If you learn to live there, there is nothing that can move you. Nothing. Anchor down in Broken Strength.
“Our life is full of brokenness – broken relationships, broken promises, broken expectations. How can we live with that brokenness without becoming bitter and resentful except by returning again and again to God’s faithful presence in our lives.” – Henri Nouwen
“Vulnerability is the birthplace of innovation, creativity and change.”
― Brené Brown
Been reading Brene’ Brown’s book “Daring Greatly” off and on and I come across gems like this quote above. Typically leadership and vulnerability are not seen as good bed-fellows. Leaders are supposed to be perceived by their followers as unflappable and strong, never at risk of losing it and having no identifiable weakness. If that is your definition or aim of leadership, then welcome to the world of fairytales and you’re the main character. However, if you are wiling to have the courage to embrace your vulnerability as opportunity, then you can also be the Alice to jump in the hole and see just how deep the wonderland goes. It’s very possible (even likely) that the break-through you are looking for is on the other side of vulnerability, not around it. Embracing your vulnerability may be the key to unlock your creative impulses, necessity is the mother of invention.

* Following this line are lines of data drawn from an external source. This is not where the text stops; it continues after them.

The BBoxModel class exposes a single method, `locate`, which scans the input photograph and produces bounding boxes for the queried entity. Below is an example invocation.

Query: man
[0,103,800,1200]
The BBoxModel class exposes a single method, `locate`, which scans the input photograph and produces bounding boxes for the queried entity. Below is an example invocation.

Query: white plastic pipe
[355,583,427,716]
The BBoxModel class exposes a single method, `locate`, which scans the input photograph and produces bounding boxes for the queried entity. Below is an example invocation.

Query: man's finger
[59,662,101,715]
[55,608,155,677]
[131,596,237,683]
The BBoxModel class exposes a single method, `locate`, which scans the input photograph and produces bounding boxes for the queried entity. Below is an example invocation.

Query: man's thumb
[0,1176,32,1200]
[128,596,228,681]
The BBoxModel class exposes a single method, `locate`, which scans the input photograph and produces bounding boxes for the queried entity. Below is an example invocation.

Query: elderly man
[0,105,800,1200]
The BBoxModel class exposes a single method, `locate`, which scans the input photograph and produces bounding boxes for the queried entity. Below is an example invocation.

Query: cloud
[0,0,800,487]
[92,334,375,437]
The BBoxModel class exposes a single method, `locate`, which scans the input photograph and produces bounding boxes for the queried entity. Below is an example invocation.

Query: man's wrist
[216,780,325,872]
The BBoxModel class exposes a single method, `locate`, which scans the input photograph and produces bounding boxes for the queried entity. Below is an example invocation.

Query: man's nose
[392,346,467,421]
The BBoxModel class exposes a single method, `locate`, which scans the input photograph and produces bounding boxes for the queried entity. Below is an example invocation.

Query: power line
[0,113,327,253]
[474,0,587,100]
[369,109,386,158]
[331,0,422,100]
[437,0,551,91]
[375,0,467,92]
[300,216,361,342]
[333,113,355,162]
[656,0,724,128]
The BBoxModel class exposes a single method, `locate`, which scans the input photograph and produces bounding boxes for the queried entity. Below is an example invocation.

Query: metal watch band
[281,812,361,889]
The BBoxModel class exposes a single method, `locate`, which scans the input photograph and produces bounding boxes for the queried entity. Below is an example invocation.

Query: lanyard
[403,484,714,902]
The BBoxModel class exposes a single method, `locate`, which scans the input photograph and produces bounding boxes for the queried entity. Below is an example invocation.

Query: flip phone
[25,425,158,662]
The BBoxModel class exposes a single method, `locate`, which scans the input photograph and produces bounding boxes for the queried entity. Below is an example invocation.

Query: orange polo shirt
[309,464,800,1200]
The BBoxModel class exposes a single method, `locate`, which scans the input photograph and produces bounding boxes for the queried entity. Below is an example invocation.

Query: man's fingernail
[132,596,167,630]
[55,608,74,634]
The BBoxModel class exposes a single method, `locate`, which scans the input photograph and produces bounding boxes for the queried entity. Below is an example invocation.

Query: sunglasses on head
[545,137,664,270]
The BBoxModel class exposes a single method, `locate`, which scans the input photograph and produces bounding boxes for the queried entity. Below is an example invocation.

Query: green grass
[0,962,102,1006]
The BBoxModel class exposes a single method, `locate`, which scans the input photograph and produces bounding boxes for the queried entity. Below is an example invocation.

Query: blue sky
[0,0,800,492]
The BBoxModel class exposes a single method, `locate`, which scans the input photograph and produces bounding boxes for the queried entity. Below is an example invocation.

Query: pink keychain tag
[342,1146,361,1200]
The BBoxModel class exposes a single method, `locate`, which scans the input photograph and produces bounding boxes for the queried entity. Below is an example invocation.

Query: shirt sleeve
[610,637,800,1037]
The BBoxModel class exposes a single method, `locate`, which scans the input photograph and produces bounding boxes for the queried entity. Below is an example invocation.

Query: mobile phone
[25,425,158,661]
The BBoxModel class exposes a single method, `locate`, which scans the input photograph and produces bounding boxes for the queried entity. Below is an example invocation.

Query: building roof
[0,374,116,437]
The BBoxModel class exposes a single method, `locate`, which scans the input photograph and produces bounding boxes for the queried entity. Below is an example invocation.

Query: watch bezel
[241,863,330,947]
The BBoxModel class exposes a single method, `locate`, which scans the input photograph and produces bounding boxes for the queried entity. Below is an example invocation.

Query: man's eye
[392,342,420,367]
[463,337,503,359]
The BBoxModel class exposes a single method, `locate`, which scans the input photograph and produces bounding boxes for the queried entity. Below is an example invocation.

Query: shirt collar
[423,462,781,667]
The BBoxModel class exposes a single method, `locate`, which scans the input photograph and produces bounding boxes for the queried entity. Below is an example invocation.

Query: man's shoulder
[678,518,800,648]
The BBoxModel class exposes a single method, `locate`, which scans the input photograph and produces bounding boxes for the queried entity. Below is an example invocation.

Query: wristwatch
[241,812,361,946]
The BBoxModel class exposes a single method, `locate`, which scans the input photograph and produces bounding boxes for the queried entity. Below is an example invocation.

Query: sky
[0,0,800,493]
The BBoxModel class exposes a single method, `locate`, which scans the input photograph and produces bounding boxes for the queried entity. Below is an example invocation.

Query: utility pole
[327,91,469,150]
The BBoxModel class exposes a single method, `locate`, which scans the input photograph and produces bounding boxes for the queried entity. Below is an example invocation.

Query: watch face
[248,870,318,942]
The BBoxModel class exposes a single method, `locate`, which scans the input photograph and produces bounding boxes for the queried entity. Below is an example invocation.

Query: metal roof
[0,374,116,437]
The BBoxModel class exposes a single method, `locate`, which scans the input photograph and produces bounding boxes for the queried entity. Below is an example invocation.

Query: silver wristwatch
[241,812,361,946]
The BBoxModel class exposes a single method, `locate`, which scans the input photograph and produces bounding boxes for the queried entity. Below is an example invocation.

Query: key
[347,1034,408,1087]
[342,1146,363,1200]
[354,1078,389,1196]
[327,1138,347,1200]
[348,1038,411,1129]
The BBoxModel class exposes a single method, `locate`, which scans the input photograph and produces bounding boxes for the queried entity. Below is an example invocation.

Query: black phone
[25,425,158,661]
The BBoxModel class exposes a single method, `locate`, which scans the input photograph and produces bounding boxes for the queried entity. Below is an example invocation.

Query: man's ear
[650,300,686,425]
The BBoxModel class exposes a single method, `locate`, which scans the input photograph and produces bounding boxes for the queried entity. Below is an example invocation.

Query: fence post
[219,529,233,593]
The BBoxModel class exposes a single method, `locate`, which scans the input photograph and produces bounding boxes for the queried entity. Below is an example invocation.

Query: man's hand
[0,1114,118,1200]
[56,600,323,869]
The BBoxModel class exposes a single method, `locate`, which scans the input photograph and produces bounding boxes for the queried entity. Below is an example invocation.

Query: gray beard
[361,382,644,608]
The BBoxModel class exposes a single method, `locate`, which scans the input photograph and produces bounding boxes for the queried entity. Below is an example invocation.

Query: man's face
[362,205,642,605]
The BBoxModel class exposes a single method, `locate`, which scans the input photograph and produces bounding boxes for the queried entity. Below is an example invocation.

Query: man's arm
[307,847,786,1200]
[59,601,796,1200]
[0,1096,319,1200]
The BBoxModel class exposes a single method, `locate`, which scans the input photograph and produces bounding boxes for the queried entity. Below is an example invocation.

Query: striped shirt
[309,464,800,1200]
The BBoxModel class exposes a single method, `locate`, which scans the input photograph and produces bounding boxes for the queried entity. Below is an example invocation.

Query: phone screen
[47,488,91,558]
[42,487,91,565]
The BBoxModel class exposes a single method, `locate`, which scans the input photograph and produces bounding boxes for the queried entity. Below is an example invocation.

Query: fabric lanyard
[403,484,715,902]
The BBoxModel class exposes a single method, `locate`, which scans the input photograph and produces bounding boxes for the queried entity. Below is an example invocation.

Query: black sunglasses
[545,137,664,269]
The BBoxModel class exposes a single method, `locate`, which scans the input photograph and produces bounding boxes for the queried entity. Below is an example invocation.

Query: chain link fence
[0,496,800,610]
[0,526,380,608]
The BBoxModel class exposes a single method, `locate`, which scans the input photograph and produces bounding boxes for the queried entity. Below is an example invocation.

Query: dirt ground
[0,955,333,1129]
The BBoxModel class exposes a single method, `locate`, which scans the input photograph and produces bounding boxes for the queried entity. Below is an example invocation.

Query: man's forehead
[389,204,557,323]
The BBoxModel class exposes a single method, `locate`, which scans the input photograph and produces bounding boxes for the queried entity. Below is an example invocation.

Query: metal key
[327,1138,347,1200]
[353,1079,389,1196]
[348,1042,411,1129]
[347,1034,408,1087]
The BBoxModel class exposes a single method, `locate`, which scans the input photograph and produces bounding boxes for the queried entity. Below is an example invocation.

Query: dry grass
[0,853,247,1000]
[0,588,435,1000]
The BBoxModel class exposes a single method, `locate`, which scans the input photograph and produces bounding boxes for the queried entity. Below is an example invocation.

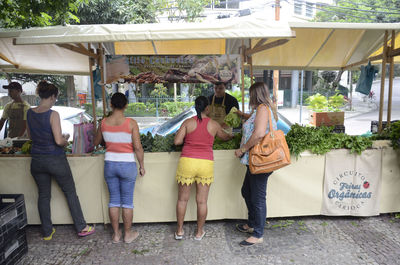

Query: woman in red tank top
[174,96,232,240]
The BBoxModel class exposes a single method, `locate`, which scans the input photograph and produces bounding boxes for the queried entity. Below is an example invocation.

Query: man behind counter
[208,82,239,125]
[0,82,30,138]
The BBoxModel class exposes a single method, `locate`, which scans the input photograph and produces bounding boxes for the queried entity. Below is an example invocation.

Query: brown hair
[249,82,278,121]
[36,80,58,98]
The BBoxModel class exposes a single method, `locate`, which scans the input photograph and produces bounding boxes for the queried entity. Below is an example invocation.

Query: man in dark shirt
[208,83,239,124]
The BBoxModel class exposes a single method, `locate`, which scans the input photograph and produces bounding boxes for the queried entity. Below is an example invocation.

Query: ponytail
[194,96,209,122]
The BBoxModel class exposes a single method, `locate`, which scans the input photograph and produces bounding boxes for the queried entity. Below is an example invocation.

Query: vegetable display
[286,124,372,157]
[224,107,242,128]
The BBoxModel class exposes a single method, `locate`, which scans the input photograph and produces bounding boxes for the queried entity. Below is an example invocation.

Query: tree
[77,0,161,24]
[314,0,400,23]
[0,0,88,28]
[160,0,212,22]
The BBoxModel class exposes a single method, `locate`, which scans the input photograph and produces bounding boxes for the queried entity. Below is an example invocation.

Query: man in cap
[208,82,239,125]
[0,82,30,138]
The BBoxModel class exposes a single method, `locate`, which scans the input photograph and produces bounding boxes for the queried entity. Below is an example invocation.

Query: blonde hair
[249,82,278,121]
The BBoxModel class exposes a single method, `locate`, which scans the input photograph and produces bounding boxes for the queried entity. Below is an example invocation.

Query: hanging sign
[321,149,382,216]
[106,54,240,84]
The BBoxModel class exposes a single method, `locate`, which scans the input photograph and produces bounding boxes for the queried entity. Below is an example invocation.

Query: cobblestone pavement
[19,214,400,265]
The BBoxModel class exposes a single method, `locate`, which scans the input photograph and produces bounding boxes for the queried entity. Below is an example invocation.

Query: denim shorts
[104,160,137,209]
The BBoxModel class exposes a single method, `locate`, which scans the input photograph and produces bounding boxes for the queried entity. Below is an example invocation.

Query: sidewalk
[18,214,400,265]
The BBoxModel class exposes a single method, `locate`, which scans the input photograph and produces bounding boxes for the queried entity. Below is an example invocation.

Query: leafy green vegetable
[224,107,242,128]
[286,124,372,157]
[371,121,400,149]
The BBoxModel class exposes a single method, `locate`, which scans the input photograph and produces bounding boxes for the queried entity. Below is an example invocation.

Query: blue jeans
[31,154,86,237]
[104,161,137,209]
[242,166,272,238]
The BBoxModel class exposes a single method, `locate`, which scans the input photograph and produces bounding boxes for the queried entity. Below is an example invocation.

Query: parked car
[0,106,92,141]
[140,107,292,136]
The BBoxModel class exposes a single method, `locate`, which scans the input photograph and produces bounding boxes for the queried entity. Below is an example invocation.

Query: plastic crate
[0,194,27,246]
[0,229,28,265]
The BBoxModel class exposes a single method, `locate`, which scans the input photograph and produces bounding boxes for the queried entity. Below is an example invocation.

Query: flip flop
[43,227,56,241]
[124,232,140,244]
[194,231,206,241]
[175,232,185,240]
[78,225,95,237]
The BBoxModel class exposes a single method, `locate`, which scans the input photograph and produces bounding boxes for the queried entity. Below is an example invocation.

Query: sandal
[43,227,56,241]
[194,231,206,241]
[236,224,254,234]
[174,232,185,240]
[78,225,94,237]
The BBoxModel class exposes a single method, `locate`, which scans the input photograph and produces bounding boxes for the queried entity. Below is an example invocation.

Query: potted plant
[306,93,346,127]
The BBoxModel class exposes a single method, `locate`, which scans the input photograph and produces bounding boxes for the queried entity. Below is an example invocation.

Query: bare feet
[124,231,139,244]
[112,231,122,243]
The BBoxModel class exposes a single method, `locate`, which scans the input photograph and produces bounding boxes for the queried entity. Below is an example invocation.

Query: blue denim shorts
[104,161,137,209]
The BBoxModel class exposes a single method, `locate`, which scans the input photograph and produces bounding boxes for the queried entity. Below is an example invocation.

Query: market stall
[0,19,400,224]
[0,148,400,224]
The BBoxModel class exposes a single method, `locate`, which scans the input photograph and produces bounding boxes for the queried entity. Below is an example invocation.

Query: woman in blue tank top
[27,81,94,240]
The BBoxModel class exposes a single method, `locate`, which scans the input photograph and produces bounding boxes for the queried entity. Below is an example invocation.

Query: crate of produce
[0,229,28,265]
[0,194,27,245]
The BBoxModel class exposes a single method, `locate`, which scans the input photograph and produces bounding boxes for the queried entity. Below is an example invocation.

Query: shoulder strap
[258,104,275,136]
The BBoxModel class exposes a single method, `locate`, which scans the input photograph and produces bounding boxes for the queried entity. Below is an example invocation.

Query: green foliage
[306,93,346,112]
[160,0,212,22]
[160,102,194,117]
[224,107,242,128]
[371,121,400,149]
[0,0,88,28]
[306,93,328,112]
[286,124,372,157]
[314,0,400,23]
[213,133,242,150]
[140,132,153,152]
[150,84,168,98]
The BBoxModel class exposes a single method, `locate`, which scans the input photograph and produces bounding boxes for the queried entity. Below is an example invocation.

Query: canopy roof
[0,17,400,75]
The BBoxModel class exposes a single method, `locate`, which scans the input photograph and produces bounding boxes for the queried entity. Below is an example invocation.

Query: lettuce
[224,107,242,128]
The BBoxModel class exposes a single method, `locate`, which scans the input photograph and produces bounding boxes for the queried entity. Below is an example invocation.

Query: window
[228,0,239,9]
[306,2,314,17]
[294,0,303,15]
[214,0,227,9]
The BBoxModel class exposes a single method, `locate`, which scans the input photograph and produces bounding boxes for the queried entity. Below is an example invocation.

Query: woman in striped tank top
[94,93,145,243]
[174,96,232,240]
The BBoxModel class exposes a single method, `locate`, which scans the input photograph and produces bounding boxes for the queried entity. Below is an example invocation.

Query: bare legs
[108,207,139,242]
[176,183,210,237]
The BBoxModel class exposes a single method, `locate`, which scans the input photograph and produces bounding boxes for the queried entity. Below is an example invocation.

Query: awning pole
[240,40,246,112]
[386,30,396,128]
[378,30,388,133]
[88,43,97,130]
[97,48,107,117]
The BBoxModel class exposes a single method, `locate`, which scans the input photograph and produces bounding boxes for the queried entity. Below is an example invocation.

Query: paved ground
[19,214,400,265]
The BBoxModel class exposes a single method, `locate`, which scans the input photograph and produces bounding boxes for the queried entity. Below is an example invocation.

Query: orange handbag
[249,106,290,174]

As a personal example, 13 years ago next month, I planted a different kind of church called Ordinary Community that came out of a very vulnerable place for me. People often ask me why or how I did it, how I left paid vocational ministry to do something I didn’t know if anyone else was doing. What I can tell you is that I didn’t do it out of a place of strength, stability or security. It wasn’t a full-proof business plan, it wasn’t tested first, it wasn’t conventional or popular. I was scared to death. I did it out of desperation, brokenness, fear, longing and a little touch of vision. Through unintentionally embracing my vulnerability, I found the spiritual hope and home I was looking for. In fact Ordinary Community has birthed innovation, creativity and change hundreds of times since through similar bouts of vulnerability.
We do not have membership, you opt in out of a place of need. What we’ve learned together is that we don’t have a clue. But in having the courage to embrace our vulnerabilities together, we are not alone and that spurs us on to deeper experiences of the truth of who we are and why we are here to begin with. I’m finding the truth as I journey with a close-knit community of Christ-followers that I couldn’t get in a system of pre-determined strategies I used to call church. My only advice is to have the courage to embrace your vulnerability, it may be the key to unlocking the truth and hope you are looking for.